A resilient and good supply value chain for electrolyser manufacturing is essential to achieve our goals.
Europe has set good grounds to compete better in the race to provide with this essential piece of clean technology to the ground. However, it is still lots of work to do which can be seen as plenty of opportunities for Europe to take.
The very recent report published by the IEA: Advancing Clean Technology Manufacturing: An Energy Technology Perspectives compares different clean technologies and includes electrolysers.
These are the main takeaways from the report focusing on electrolysis:
Current Status and Trends
Manufacturing Capacity: Existing manufacturing capacity for electrolysers could already deliver approximately 15% of the deployment needs by 2030, as outlined in the IEA's Net Zero Emissions by 2050 Scenario (NZE Scenario). Even with much more conservative volume goals (i.e. 200 Mt by 2050), this capacity will need to increase considerably.
Investment Growth: Investment in electrolyser manufacturing grew faster in 2023, although the gains were not as dramatic as other technologies such as solar PV and batteries.
Geographic Distribution: The geographic concentration of electrolyser manufacturing is high, primarily in China, the United States, and the European Union. There is minimal investment in electrolyser manufacturing outside these major hubs.
Key Insights
Cost Competitiveness: China remains the lowest-cost producer for electrolysers before accounting for explicit supportive policy measures. This provides China a competitive edge in the manufacturing of electrolysers.
Operational Costs: Operational costs, including energy, material, component, and labor costs, contribute significantly to the overall production cost. Reducing these costs is essential for improving the competitiveness of electrolyser manufacturing.

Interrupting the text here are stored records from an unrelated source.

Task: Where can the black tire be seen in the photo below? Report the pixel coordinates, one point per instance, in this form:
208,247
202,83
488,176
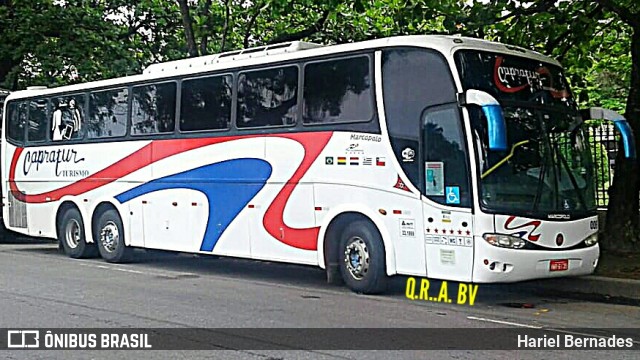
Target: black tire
109,234
71,236
362,258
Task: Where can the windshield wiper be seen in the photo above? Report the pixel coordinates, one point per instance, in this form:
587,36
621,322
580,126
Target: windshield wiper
572,178
536,200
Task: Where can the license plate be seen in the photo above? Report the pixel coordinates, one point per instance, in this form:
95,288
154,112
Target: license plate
559,265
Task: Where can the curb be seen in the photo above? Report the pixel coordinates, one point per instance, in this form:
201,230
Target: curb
589,285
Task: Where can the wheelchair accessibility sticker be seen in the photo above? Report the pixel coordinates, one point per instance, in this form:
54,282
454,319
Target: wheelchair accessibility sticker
453,194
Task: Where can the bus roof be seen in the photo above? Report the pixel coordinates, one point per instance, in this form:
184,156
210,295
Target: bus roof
446,44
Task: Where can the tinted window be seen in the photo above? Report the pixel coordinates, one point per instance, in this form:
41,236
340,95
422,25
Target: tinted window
446,170
38,120
67,117
338,91
153,109
206,103
514,78
108,113
268,97
17,117
413,79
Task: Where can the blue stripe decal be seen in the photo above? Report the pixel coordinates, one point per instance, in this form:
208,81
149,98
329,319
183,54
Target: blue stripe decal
228,186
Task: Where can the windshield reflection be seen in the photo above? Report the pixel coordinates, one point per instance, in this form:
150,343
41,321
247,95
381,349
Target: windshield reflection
547,167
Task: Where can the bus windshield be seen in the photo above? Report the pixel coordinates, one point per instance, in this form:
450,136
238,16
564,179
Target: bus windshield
547,169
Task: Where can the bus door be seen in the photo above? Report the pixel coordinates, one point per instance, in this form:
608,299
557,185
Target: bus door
447,202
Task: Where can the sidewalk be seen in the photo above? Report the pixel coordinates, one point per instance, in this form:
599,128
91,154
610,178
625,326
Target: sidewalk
615,290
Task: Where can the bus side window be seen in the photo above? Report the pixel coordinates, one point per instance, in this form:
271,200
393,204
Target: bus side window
16,116
67,117
38,110
153,109
108,113
268,97
338,91
205,103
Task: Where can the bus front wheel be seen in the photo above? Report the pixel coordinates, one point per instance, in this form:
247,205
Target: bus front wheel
72,237
362,258
109,234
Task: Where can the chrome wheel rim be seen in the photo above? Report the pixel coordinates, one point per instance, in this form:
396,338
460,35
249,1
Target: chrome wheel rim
110,236
356,257
72,234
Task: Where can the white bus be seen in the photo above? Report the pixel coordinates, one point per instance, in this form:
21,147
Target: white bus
435,156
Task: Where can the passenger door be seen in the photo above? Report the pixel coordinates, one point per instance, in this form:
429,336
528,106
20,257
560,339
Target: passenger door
447,202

Investment Requirements: Facilities in the United States and Europe are typically more expensive to set up than those in China. Capital expenditure for manufacturing plants in these regions is 70% to 130% higher per unit of output capacity compared to China. High efficient technologies as SOECs will help to reduce this gap.
Challenges and Opportunities
Supply Chain Integration: Enhancing synergies from supply chain integration is crucial for reducing costs and improving the efficiency of electrolyser manufacturing.

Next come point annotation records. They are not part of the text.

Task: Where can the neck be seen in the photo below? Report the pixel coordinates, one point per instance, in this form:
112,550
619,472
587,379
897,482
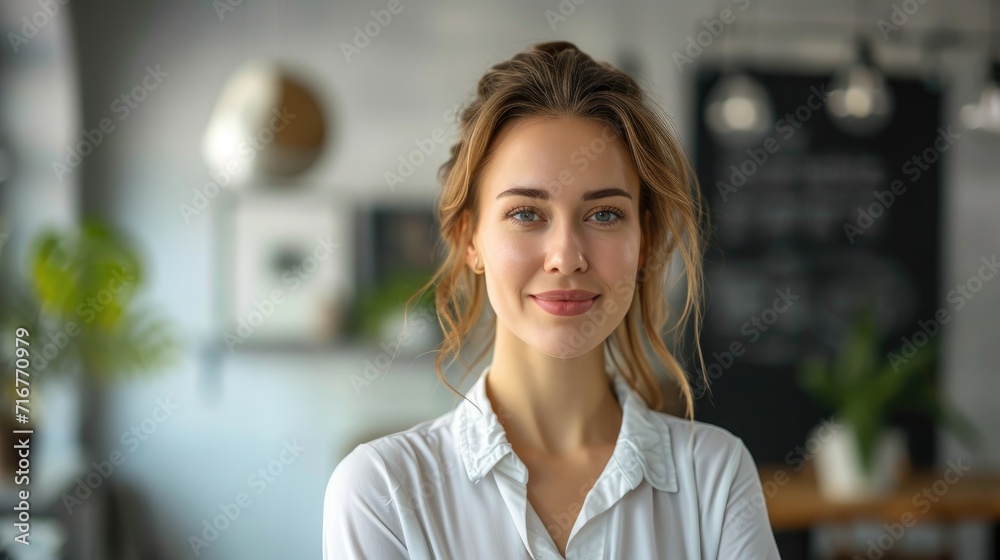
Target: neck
552,406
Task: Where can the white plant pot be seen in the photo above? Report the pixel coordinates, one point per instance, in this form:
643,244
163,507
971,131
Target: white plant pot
839,473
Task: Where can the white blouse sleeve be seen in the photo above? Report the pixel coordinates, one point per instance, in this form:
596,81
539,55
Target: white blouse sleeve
360,519
746,531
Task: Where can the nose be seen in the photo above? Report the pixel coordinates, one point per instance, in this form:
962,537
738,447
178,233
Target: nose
565,250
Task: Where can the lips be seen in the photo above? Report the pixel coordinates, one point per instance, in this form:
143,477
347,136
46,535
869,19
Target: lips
565,303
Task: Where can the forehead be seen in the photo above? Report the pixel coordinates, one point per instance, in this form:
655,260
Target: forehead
558,153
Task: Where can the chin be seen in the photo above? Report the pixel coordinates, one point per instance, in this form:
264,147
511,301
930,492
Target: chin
564,342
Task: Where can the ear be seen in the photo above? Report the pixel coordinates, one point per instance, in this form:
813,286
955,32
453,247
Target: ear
471,252
643,243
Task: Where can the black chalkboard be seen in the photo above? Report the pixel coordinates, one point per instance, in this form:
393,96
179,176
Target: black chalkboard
791,248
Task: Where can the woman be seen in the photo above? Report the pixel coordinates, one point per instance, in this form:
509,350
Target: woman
563,201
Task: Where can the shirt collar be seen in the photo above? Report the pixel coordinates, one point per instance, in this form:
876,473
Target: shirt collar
643,448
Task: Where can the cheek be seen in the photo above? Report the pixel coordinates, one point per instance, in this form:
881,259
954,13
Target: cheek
513,259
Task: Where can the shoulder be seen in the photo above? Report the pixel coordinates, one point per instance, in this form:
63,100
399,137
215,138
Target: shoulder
698,441
382,461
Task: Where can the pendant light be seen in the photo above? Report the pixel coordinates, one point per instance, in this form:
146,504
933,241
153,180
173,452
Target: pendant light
738,108
985,115
860,101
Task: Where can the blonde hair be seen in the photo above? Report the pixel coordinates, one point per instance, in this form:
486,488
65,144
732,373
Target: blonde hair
557,79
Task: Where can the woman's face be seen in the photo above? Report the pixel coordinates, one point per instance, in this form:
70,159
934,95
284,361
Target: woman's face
559,210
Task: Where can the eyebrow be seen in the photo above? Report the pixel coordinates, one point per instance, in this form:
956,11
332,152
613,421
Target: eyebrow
543,194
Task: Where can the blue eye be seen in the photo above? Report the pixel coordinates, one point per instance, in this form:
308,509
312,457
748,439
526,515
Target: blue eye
613,216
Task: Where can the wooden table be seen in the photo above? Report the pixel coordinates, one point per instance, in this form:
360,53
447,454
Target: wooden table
794,502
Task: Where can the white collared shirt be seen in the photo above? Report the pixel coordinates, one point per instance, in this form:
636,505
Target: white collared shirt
452,488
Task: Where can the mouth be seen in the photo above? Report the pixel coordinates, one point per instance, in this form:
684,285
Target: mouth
565,307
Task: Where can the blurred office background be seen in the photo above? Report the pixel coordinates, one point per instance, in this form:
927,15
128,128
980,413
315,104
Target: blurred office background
278,269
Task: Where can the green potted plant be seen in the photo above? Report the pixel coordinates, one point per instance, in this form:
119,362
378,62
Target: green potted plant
865,388
76,301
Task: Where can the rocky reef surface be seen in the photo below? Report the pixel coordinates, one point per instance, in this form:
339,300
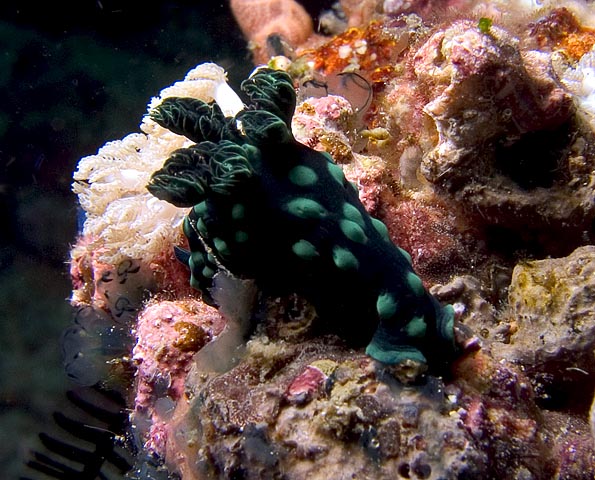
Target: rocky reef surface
467,130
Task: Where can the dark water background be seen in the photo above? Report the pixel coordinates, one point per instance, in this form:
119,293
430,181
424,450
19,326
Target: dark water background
73,75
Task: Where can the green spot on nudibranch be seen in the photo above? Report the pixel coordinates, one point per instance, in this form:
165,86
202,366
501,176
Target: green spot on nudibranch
415,283
238,211
304,249
208,272
200,208
416,327
386,305
201,227
302,176
306,208
353,231
381,228
352,213
221,246
241,236
390,354
336,171
344,259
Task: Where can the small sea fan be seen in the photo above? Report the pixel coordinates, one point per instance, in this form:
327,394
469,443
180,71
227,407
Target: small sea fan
90,443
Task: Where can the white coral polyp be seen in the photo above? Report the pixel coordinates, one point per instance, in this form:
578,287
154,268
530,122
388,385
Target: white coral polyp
122,218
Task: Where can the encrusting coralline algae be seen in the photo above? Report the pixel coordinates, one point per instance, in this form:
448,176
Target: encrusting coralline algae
236,316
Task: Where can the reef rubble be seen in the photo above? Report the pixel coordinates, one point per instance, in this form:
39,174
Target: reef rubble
467,135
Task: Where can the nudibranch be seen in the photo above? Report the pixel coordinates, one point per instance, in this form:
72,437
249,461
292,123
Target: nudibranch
267,208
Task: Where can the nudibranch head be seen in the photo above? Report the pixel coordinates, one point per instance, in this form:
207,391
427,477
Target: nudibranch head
265,207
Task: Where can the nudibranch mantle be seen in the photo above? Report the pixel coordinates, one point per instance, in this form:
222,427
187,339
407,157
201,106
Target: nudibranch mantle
267,208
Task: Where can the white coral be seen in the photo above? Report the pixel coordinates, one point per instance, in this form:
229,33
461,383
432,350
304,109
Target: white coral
122,218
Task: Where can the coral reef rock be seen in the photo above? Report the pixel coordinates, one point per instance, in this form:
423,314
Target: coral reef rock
235,320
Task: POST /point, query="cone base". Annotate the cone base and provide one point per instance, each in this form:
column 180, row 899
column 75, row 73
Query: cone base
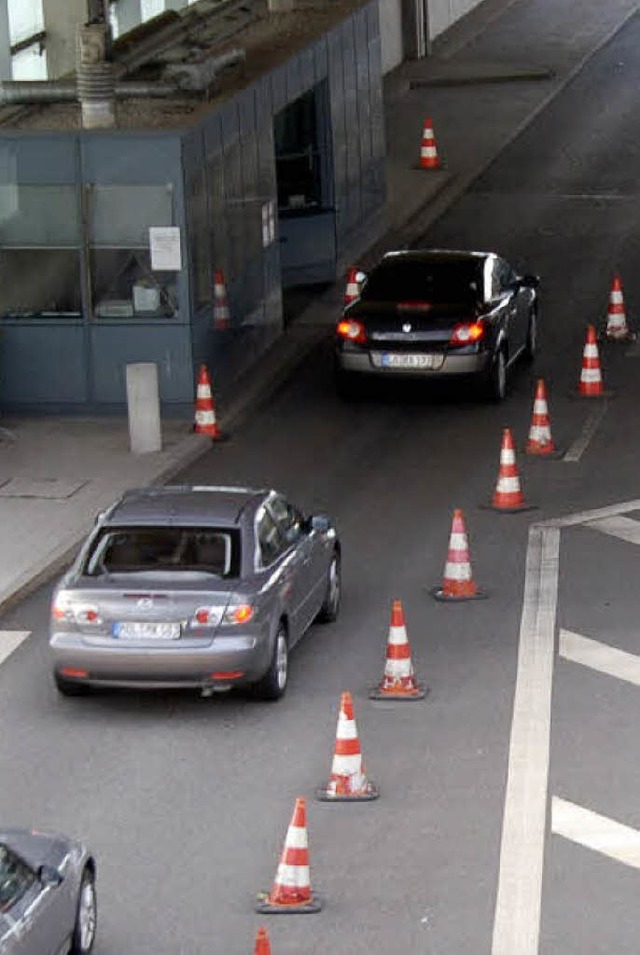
column 377, row 694
column 265, row 907
column 324, row 795
column 438, row 594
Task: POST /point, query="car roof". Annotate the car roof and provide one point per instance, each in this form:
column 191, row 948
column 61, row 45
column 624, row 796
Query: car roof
column 434, row 255
column 184, row 504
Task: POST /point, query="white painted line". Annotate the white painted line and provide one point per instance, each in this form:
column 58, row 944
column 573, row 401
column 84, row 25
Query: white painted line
column 581, row 443
column 618, row 526
column 516, row 925
column 600, row 656
column 587, row 517
column 596, row 832
column 10, row 640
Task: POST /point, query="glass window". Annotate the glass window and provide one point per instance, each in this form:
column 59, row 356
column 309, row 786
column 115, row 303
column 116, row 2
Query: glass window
column 269, row 540
column 15, row 878
column 143, row 549
column 123, row 282
column 40, row 238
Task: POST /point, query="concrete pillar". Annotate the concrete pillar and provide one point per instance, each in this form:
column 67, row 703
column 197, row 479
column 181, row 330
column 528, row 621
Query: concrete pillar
column 5, row 42
column 143, row 405
column 61, row 19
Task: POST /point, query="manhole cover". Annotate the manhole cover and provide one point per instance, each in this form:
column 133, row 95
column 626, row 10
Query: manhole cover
column 46, row 488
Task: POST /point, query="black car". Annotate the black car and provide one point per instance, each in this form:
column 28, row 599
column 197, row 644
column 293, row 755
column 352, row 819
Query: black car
column 438, row 314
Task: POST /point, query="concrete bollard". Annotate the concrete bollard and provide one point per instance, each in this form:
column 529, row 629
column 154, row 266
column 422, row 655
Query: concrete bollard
column 143, row 405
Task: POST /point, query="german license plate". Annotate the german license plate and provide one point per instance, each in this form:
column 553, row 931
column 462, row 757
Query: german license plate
column 146, row 630
column 394, row 360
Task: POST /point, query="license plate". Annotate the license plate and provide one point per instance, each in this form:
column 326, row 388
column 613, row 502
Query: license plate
column 145, row 630
column 394, row 360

Innovation: Continuous innovation in manufacturing processes and technology is necessary to overcome high-cost factors and maintain manufacturing competitiveness. Policies that support R&D, rapid prototyping, and scale-up of production are important.

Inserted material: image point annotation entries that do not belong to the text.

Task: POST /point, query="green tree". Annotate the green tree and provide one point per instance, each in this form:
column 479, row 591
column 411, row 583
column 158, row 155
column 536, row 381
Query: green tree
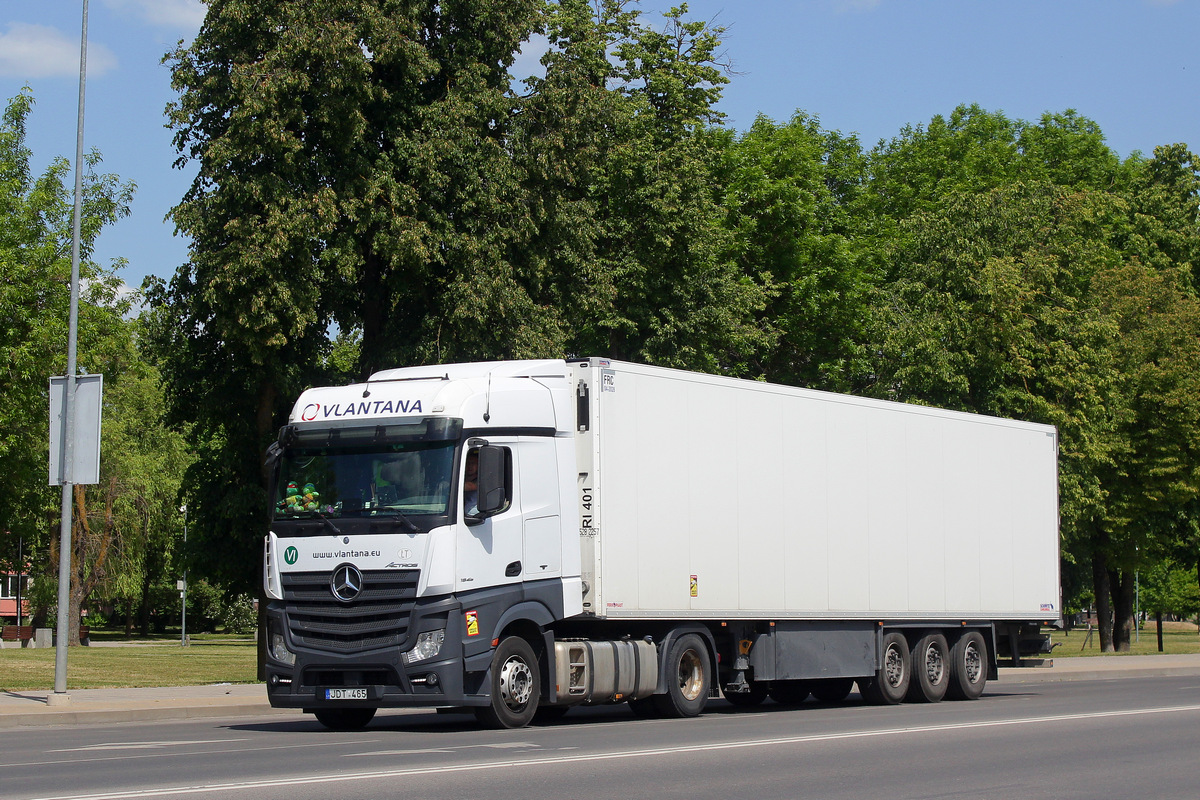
column 35, row 292
column 117, row 521
column 789, row 194
column 621, row 162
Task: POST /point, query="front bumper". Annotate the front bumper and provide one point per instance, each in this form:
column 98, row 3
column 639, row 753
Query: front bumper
column 376, row 678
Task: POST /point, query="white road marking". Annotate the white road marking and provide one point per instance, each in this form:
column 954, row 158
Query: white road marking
column 143, row 745
column 549, row 761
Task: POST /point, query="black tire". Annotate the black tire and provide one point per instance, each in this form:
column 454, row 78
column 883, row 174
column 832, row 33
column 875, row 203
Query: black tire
column 345, row 719
column 930, row 669
column 790, row 692
column 516, row 686
column 891, row 681
column 756, row 695
column 689, row 678
column 969, row 667
column 832, row 690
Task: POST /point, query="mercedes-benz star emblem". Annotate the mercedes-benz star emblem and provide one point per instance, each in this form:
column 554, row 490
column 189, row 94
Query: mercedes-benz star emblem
column 347, row 583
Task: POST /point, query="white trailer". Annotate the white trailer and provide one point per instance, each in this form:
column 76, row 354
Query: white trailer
column 646, row 535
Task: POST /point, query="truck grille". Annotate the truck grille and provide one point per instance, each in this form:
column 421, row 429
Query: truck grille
column 377, row 618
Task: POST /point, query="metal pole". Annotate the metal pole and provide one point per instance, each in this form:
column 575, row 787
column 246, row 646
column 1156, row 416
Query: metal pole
column 183, row 636
column 21, row 570
column 64, row 621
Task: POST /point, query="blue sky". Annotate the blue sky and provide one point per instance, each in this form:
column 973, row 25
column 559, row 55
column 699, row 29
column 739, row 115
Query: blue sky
column 862, row 66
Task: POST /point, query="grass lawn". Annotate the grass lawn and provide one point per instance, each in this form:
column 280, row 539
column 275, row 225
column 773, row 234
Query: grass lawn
column 1177, row 638
column 159, row 663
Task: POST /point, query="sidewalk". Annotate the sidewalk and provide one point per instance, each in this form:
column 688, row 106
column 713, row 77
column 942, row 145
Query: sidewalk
column 112, row 705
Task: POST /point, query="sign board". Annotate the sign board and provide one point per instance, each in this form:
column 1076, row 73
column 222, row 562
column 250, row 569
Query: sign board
column 85, row 462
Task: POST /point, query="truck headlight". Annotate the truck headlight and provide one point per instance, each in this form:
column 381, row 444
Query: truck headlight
column 429, row 645
column 280, row 649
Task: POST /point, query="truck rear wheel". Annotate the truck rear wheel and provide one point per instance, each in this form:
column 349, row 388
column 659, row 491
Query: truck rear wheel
column 345, row 719
column 891, row 681
column 930, row 669
column 516, row 686
column 969, row 667
column 689, row 678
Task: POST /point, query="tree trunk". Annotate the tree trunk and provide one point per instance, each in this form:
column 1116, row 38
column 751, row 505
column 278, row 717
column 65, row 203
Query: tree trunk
column 1103, row 601
column 1122, row 588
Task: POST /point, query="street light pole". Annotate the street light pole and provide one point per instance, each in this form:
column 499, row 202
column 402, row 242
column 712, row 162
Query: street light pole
column 60, row 696
column 183, row 636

Policy Support: Strong policy support, including R&D grants, project finance, and training programs for skilled workers, can help attract investments and foster growth in electrolyser manufacturing.
Future Outlook
Capacity Expansion: If all announced expansions for electrolyser manufacturing are realized, the output could meet the deployment needs for 2030. However, significant investments and policy support will be required to achieve this.
Global Distribution: The future of electrolyser manufacturing will likely see continued dominance by China, with the United States and the European Union also playing significant roles. Efforts to diversify manufacturing capacity to other regions will be necessary to ensure global supply chain resilience. In addition, the development of both PEM and SOEC will even this dominance.
Let’s harness these insights to drive forward the electrolyser manufacturing sector and support a sustainable future.